When the target 36 is bombarded, the atoms of the target 36 will be blasted to deposit on the base 33. Thus a substrate 35 must be mounted on the base 33 for depositing atoms from the sputtering target 38. The elongated magnet 34 is located on the rear side of the sputtering target 38 and is moved and scanned reciprocately on the back side of the sputtering target 38 to control magnetic field strength to improve the uniformity and speed of the film deposition. As the magnetic field strength of the elongated magnet 34 decreases gradually from two ends to the center thereof, the magnetic field intensity distribution of the elongated magnet 34 also decreases gradually from the two ends to the center. This non-uniform distribution of the magnetic field intensity of the elongated magnet 34 is the main reason that causes low utilization rate of the sputtering target in conventional techniques and non-uniform distribution of the film thickness and resistance.

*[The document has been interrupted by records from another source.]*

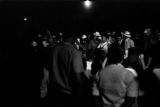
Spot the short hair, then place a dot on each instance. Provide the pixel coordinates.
(115, 54)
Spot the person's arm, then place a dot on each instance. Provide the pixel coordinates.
(132, 91)
(141, 57)
(78, 72)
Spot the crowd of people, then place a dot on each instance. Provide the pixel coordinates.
(111, 69)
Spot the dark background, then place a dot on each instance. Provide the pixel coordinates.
(17, 68)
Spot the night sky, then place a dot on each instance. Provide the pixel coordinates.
(62, 14)
(58, 15)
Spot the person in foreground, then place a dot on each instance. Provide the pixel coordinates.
(117, 85)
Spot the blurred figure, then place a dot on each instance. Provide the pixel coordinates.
(66, 74)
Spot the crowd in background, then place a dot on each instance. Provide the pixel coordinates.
(135, 52)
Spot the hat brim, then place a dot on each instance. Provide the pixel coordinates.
(127, 35)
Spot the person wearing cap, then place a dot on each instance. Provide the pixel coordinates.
(128, 43)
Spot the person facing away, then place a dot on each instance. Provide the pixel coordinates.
(115, 83)
(66, 74)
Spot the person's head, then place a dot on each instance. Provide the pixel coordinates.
(147, 32)
(69, 37)
(127, 34)
(115, 54)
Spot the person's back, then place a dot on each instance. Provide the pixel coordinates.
(116, 84)
(114, 80)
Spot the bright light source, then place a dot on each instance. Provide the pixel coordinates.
(87, 3)
(25, 19)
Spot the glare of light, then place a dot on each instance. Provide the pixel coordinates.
(25, 19)
(87, 3)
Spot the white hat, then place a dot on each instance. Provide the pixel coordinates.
(147, 30)
(84, 36)
(97, 34)
(127, 34)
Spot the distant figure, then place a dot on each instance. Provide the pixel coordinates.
(127, 43)
(66, 74)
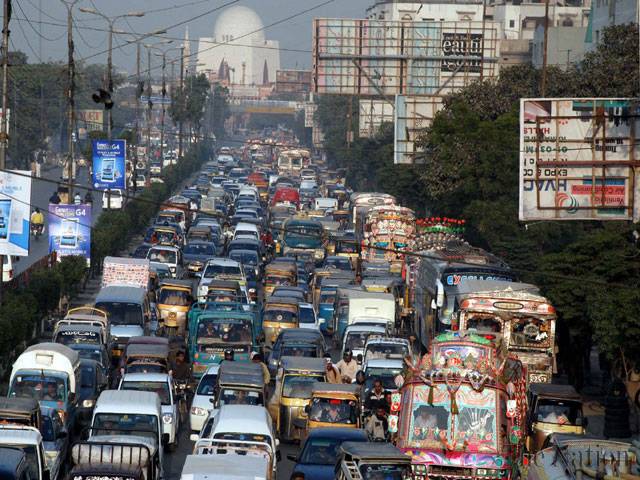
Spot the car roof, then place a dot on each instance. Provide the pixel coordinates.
(243, 419)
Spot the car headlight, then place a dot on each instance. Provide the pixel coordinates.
(198, 411)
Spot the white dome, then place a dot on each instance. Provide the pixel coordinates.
(235, 22)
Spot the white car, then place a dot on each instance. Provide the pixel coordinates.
(162, 384)
(308, 316)
(201, 404)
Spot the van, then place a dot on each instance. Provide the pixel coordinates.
(129, 314)
(120, 415)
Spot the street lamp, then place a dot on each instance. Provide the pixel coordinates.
(109, 84)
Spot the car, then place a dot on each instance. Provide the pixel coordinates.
(201, 404)
(319, 454)
(162, 384)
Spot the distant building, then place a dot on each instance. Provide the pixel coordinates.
(565, 46)
(293, 81)
(605, 13)
(238, 52)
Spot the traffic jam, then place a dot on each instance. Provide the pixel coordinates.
(272, 315)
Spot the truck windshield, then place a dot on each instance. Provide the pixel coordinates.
(122, 313)
(40, 386)
(125, 424)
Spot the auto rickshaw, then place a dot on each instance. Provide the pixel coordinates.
(332, 405)
(174, 298)
(20, 411)
(279, 313)
(277, 274)
(369, 460)
(553, 409)
(295, 378)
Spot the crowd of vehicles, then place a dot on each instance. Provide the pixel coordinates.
(227, 321)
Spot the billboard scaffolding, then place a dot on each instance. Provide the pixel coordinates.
(579, 159)
(378, 58)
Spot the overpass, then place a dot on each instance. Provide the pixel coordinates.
(272, 107)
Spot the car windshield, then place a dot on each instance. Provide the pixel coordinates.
(332, 410)
(230, 396)
(280, 316)
(560, 412)
(199, 249)
(224, 331)
(320, 451)
(122, 313)
(214, 269)
(170, 296)
(40, 387)
(307, 315)
(162, 255)
(125, 424)
(299, 386)
(207, 385)
(161, 388)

Referring to FIGS. 3B and 3C, in order to resolve the above disadvantages, a magnetic erasing means 37 is disposed at two ends of the elongated magnet 34 to reduce the magnetic field intensity at the two ends so that the magnetic field intensity of the entire elongated magnet 34 is distributed uniformly. Therefore the target 36 is prevented from eroding excessively on some portions and resulting in longer life time. In addition, the film is deposited on the substrate surface with an uniform thickness and resistance. The film quality is also improved. The magnetic erasing means 37 used in the invention is composed of magnetic material such as iron, cobalt, or nickel. The surface of the magnetic erasing means, preferably, is plated with chrome (Cr) for preventing rusting. The magnetic erasing means can be formed in a double-hook (as shown in FIG. 3B) or a dog bone (as shown in FIG. 3C) shape, and is tapered from two ends of the elongated magnet 34 towards the center to match the magnetic field intensity.

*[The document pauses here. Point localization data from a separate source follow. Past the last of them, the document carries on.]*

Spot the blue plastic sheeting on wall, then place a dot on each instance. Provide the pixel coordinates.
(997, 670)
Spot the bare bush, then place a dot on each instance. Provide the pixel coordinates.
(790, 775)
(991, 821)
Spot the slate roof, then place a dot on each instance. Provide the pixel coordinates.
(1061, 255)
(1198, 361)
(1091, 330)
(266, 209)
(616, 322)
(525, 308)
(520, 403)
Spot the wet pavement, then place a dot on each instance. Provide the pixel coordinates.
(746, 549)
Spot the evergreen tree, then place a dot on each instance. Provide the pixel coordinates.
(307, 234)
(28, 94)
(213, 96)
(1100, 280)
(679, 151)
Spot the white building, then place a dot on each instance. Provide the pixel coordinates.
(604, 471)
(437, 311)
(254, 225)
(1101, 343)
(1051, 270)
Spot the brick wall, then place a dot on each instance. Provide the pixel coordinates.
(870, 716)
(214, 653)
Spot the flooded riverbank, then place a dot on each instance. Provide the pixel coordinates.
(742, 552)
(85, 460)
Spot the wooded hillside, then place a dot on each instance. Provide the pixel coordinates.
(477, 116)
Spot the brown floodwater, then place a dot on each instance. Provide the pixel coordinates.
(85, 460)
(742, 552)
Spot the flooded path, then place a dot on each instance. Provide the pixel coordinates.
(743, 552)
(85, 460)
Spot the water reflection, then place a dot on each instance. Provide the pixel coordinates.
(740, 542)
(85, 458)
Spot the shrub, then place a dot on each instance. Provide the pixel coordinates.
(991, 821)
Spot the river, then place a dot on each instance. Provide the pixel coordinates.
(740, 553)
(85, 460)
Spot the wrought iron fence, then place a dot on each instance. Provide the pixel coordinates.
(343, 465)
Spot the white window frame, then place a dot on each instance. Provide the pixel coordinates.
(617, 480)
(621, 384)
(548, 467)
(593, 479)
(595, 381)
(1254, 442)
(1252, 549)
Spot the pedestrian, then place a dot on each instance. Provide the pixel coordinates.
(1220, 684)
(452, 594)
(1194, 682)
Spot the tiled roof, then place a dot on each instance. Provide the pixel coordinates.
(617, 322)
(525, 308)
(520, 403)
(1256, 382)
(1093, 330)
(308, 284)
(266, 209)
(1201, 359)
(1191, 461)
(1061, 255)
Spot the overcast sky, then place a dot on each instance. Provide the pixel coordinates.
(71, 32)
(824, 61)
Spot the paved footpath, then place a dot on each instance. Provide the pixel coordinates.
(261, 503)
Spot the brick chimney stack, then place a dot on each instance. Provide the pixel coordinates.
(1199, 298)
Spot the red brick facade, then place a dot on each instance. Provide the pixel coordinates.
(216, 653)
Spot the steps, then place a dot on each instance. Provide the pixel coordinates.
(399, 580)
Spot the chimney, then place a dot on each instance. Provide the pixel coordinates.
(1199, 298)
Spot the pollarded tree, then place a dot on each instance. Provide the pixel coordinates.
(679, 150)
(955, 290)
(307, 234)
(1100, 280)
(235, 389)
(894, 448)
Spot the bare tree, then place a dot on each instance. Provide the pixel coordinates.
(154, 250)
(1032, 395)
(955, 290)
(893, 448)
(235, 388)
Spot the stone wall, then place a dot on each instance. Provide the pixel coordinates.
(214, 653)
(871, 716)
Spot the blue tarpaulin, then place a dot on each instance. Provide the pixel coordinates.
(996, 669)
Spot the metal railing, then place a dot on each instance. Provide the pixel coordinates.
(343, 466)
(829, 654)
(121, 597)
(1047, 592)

FIG. 4 is a schematic diagram showing the resistance analysis of the deposited film on the surface of the substrate 33 by the invention. Comparing with FIG. 2A, under the same average resistance, the variations of resistance of the substrate 35 are smaller than that of the conventional techniques. It indicates that the resistance and the film thickness of the substrate 35 are distributed more uniformly, and a sputtering quality is improved.

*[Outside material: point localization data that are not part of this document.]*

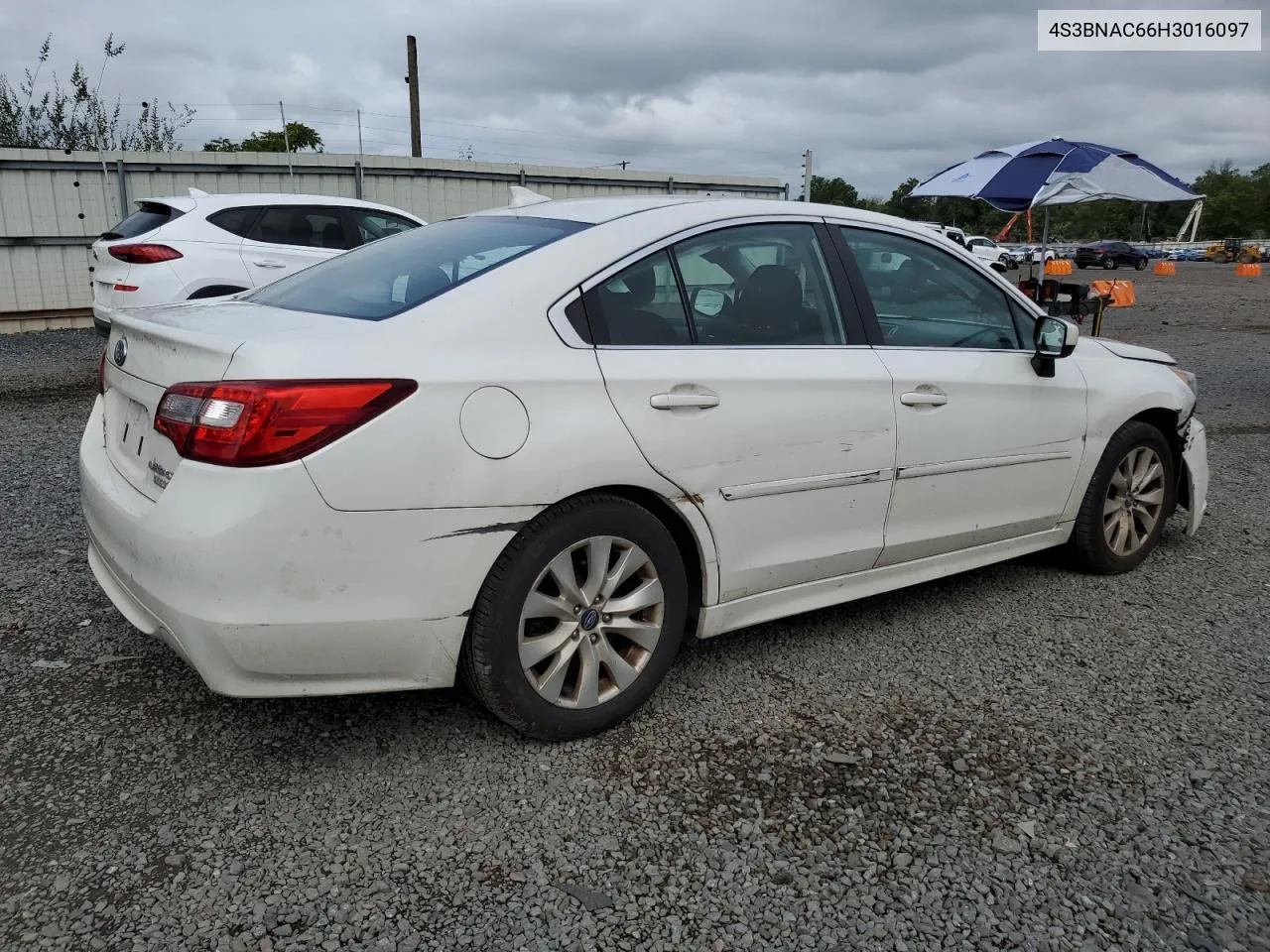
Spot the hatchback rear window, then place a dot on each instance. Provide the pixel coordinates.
(146, 218)
(399, 272)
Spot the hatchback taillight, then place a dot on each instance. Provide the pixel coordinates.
(264, 422)
(144, 254)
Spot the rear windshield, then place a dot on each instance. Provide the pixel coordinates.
(145, 220)
(399, 272)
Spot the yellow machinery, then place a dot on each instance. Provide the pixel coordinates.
(1232, 250)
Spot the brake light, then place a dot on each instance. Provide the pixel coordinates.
(144, 254)
(266, 422)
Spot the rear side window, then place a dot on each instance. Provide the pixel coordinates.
(236, 221)
(302, 226)
(148, 217)
(390, 276)
(372, 226)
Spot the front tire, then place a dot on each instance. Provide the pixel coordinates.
(578, 621)
(1130, 497)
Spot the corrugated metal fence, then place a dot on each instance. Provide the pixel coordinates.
(54, 204)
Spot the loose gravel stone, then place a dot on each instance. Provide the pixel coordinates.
(766, 798)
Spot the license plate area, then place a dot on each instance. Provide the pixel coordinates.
(132, 429)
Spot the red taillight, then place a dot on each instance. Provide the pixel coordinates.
(144, 254)
(264, 422)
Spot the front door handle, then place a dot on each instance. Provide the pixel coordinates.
(679, 402)
(924, 399)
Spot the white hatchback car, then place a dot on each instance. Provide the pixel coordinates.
(543, 444)
(203, 245)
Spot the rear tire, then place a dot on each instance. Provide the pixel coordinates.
(1121, 517)
(538, 603)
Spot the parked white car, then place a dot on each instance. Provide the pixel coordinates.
(543, 444)
(987, 249)
(202, 245)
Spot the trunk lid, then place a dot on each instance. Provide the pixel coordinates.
(153, 348)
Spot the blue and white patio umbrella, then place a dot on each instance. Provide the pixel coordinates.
(1055, 172)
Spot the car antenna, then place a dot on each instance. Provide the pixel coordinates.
(522, 197)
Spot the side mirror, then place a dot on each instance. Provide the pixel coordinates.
(1053, 339)
(707, 301)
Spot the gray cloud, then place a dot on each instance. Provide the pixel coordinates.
(879, 91)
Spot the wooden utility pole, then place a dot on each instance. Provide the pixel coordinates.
(412, 77)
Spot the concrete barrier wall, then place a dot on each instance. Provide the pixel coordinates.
(54, 206)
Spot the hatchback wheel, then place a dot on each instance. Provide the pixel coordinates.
(1128, 502)
(579, 620)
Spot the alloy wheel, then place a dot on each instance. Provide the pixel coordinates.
(590, 622)
(1134, 500)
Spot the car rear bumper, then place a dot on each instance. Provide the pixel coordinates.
(268, 592)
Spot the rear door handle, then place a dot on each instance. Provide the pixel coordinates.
(677, 402)
(924, 399)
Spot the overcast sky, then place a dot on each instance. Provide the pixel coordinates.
(878, 89)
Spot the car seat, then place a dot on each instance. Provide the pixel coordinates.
(627, 316)
(770, 308)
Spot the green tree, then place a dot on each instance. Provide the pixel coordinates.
(79, 117)
(299, 136)
(833, 191)
(898, 204)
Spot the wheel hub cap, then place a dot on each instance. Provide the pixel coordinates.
(1134, 502)
(590, 622)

FIG. 5 is a chart showing the relationship between the residual thickness and utilization life time of the sputtering target of the invention and the conventional technique. As the invention provides more uniform distribution of magnetic field intensity for the elongated magnet 34, the sputtering target 38 is eroded and consumed more uniformly than that of the conventional techniques. Thus utilization rate of the sputtering target 38 is increased. As shown in the drawing, with the same residual thickness of the target 36, utilization life time of the sputtering target 38 is significantly greater than the conventional one. As a result, consumption of the sputtering target 38 and the cost of sputtering are reduced according to this invention.

While the preferred embodiment of the invention has been set forth for the purpose of disclosure, modifications of the disclosed embodiment of the invention as well as other embodiments thereof may occur to those skilled in the art. Accordingly, the appended claims are intended to cover all embodiments which do not depart from the spirit and scope of the invention.